31 December 2020 marked the end of Cheques, one of the oldest recognized payment instruments in South Africa. For the Payments Association of South Africa (PASA), the legal and operational structures and constructs that governed Cheques were formally disbanded on 31 March 2021, bringing the end to a grand old payment system.
By contrast, several developed nations have considered abolishing Cheques as a means of payment but have not managed to successfully execute on this. Of note was the UK Payments Council’s announcement in 2008 to abolish Cheques by 2018 – a decision that was later reversed following uproar from consumer groups, charities and small businesses.
In this paper we look at the factors that enabled the South African payments industry to successfully transition away from Cheques in totality in an orderly and efficient manner.
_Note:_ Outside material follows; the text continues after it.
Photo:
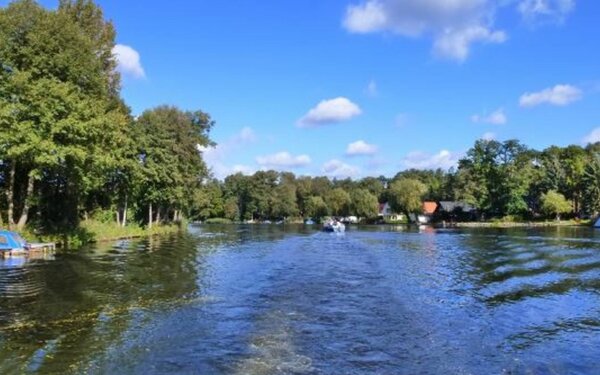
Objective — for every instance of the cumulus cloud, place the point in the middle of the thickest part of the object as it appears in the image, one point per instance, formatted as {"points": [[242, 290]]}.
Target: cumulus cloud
{"points": [[338, 169], [422, 160], [593, 137], [454, 24], [537, 11], [128, 61], [330, 111], [360, 148], [559, 95], [456, 44], [283, 160], [215, 157], [498, 117]]}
Evolving consumer preferences and the economic crisis
Cheques were once a popular form of payment in South Africa, having reached its peak usage in the early 1990s where it accounted for approximately 80% of the total value of non-cash payments. Over the years, with the ever-increasing adoption of digital payment instruments such as cards and electronic fund transfers (EFTs), cheque usage had been rapidly declining with global economic crises such as the global financial crisis between 2008 and 2010 as well as the Coronavirus pandemic of 2020 accelerating the shift away from Cheques to more efficient, consumer friendly digital alternatives.
With reducing economies of scale, the cost to service Cheques increased to the point where it stopped meeting the needs of the majority of South Africa’s population. The socio[1]economic challenges faced in South Africa demand payment solutions that are intuitive and provide value to users and communities thereby making Cheques less relevant to the general public.
Market forces and industry initiatives accelerate the shift away from Cheques
With evolving consumer demands, PASA’s Member banks continuously adjust their product strategies and offerings and as a result, participating banks actively migrated user groups and large consumer segments away from Cheques in favour of safer and more efficient digital payment solutions over the last decade.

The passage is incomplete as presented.